Personalmente, mi ripeto, non considero Pirlo il miglior candidato possibile come cittì della nazionale. Francamente però ho trovato sconvolgente il caos che si è fatto intorno al suo nome. La storia della sponsorizzazione con una società russa di scommesse la trovo paradossale. Pirlo per tutta evidenza poteva firmare quell’accordo, quindi non vedo la necessità di fare questo casino. In Italia fino a prova contraria non c’è l’obbligo di seguire certe valutazioni di carattere politico, quindi ognuno è padrone di fare le proprie scelte, sempre nel rispetto della legge.

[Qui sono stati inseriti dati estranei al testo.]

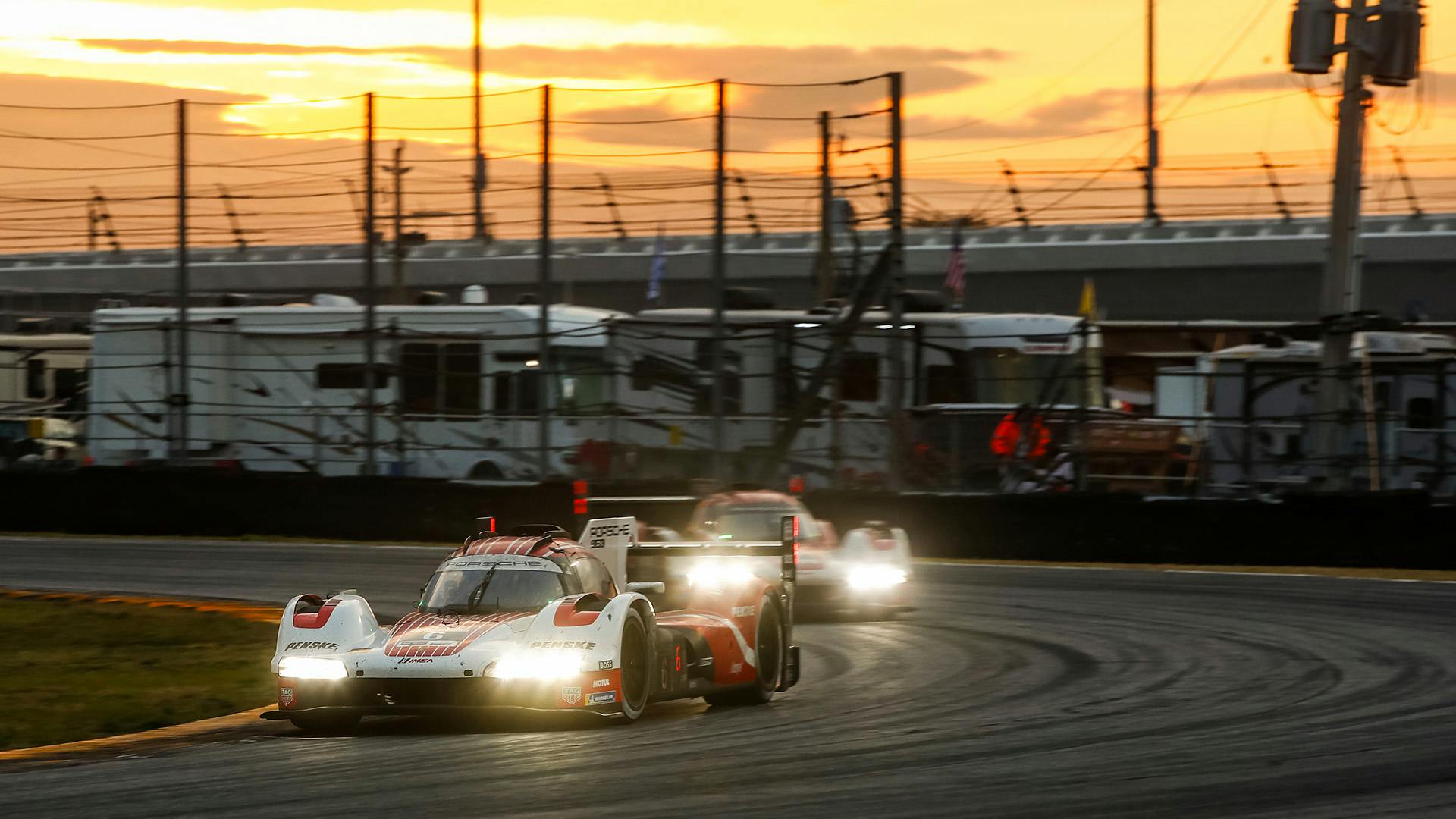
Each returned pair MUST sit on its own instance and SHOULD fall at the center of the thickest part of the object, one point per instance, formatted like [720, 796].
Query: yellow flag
[1088, 306]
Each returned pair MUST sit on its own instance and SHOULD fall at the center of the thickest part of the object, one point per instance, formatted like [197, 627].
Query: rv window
[861, 379]
[946, 384]
[462, 379]
[582, 381]
[419, 379]
[340, 376]
[440, 379]
[516, 392]
[67, 382]
[36, 378]
[1420, 414]
[653, 372]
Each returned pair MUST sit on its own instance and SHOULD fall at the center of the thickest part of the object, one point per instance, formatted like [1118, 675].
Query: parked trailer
[42, 373]
[1253, 409]
[974, 362]
[281, 388]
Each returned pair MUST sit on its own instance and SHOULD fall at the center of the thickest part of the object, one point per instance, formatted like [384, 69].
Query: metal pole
[826, 261]
[897, 283]
[398, 261]
[1150, 107]
[720, 280]
[1340, 292]
[370, 297]
[544, 286]
[478, 177]
[182, 397]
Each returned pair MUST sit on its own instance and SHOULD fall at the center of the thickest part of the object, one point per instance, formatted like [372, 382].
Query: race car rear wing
[615, 539]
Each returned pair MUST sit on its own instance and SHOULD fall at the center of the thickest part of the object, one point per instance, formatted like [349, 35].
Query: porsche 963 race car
[535, 620]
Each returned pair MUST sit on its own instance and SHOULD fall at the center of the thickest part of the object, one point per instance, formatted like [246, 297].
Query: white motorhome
[41, 372]
[283, 388]
[968, 369]
[1254, 406]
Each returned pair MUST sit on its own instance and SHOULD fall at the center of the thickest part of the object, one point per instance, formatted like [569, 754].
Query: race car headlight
[312, 668]
[538, 665]
[718, 575]
[870, 577]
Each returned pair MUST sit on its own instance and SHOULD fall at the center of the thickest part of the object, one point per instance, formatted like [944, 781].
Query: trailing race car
[536, 620]
[867, 569]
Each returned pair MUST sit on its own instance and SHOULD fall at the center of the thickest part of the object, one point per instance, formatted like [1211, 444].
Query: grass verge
[80, 670]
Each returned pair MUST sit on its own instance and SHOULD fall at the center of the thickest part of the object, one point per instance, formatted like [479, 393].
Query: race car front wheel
[769, 657]
[325, 725]
[637, 667]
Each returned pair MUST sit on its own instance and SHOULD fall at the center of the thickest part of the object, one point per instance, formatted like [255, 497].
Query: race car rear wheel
[325, 725]
[769, 654]
[637, 667]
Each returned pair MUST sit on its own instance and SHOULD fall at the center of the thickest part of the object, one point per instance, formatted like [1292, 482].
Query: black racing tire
[637, 667]
[769, 651]
[325, 725]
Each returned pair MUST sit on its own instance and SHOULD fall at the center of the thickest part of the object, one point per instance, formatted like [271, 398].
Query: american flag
[956, 267]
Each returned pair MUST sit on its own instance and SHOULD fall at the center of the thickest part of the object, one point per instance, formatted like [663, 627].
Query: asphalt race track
[1009, 692]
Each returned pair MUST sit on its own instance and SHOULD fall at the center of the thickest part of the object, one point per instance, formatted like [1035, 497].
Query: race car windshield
[487, 591]
[746, 523]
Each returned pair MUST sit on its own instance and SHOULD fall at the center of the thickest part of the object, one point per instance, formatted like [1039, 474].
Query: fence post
[181, 398]
[544, 284]
[370, 295]
[897, 284]
[720, 281]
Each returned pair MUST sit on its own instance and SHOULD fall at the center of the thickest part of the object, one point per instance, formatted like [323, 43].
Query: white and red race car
[864, 570]
[535, 620]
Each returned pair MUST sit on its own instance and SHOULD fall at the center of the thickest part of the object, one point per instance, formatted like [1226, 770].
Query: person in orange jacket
[1021, 435]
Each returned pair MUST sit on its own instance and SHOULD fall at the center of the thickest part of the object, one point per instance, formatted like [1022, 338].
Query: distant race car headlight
[720, 575]
[871, 577]
[312, 668]
[538, 665]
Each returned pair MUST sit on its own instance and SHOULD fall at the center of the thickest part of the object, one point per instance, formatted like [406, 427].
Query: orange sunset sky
[1052, 86]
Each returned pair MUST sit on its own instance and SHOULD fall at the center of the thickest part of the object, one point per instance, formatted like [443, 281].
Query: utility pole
[1391, 52]
[897, 284]
[182, 398]
[478, 177]
[370, 295]
[1150, 110]
[827, 270]
[544, 286]
[398, 259]
[720, 279]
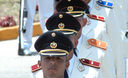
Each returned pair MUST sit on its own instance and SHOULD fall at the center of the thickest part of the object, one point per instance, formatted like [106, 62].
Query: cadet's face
[73, 39]
[53, 66]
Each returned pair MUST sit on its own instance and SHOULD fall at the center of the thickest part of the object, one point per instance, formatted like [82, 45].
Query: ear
[39, 63]
[85, 21]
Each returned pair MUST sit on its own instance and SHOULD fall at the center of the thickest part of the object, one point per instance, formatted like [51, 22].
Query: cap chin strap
[54, 50]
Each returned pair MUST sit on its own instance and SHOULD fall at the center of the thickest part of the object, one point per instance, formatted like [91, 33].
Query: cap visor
[53, 54]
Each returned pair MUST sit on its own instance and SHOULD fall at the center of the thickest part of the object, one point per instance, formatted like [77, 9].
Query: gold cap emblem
[70, 8]
[53, 34]
[61, 25]
[53, 45]
[60, 16]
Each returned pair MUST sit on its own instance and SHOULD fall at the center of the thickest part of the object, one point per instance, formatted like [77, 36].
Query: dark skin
[53, 67]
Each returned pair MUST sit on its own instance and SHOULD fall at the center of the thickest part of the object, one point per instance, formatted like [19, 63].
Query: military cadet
[94, 56]
[53, 47]
[117, 30]
[68, 25]
[44, 13]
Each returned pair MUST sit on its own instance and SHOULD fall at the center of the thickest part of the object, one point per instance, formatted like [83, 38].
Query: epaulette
[100, 18]
[35, 68]
[105, 3]
[98, 43]
[90, 63]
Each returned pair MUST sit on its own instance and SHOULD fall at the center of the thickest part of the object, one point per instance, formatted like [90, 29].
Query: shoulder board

Ieri invece soprattutto i politici, che sono coloro che possono cambiare le leggi, hanno iniziato a sproloquiare. La nostra sensazione è che hanno fatto tutto ciò perché sicuri di acquisire il consenso dei tifosi, che poi sono anche elettori, che non volevano Pirlo. Si fa fatica a pensare che davvero fossero così tanto interessati alle scelte di Pirlo in materia di sponsorizzazione, e tutto sommato a loro neanche importava più di tanto il fatto che l’ex campione del mondo fosse o meno capace come cittì.

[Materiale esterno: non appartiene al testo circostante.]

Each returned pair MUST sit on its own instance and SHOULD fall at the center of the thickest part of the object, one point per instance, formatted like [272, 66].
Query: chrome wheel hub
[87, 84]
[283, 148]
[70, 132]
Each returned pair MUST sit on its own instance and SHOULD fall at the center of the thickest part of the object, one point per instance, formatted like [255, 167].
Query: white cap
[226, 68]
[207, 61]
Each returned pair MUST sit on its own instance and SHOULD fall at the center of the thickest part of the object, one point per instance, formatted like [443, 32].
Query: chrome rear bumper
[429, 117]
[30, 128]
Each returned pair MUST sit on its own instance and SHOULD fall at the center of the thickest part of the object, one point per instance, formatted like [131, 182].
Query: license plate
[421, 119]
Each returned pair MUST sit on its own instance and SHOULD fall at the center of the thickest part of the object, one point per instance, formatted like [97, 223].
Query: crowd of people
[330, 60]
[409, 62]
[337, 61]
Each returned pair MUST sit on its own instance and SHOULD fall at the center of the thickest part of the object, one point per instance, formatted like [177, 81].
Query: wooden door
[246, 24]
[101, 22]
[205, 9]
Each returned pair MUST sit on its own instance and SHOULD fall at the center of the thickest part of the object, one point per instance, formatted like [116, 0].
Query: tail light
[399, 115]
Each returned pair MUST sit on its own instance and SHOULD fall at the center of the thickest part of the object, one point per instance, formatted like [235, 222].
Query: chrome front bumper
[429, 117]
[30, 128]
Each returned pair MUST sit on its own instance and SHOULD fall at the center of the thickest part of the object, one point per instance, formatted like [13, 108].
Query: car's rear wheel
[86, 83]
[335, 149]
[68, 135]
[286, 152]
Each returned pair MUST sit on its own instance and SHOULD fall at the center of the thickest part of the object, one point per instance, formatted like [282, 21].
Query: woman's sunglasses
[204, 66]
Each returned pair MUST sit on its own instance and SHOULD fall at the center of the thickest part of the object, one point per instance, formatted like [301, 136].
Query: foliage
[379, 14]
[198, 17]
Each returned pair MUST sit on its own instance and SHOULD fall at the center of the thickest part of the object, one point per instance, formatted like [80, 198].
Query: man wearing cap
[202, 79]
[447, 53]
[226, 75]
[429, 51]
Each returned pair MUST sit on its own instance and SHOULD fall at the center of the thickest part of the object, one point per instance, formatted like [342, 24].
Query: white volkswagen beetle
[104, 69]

Adesso, a meno di fatti nuovi, Maldini e Leonardo si dimetteranno, e Malagò sarà costretto a fare nuove scelte. A me personalmente non piace Pirlo come allenatore, anche se fare il cittì è cosa diversa. Ma capisco il perché della sua scelta. C’è un sistema calcio da cambiare. Conte o Mancini non sarebbero interessati a farlo, ci sta che Maldini abbia deciso di scegliere Pirlo, sicuramente più accondiscendente degli altri due allenatori. Quanto ad Ancelotti e Guardiola sono stati fatti i loro nomi nelle certezza che non avrebbero accettato.

Adesso però come la mettiamo nome? Vedremo nelle prossime ore. Malagò dovrà trovare chi mettere al posto di Maldini. Magari Baggio e Totti. Ma dovrà essere lui ad indicare il nuovo cittì. Non crediamo possa essere Mancini, piuttosto Baldini,  attuale tecnico dell’Under 21. Vediamo cosa accadrà.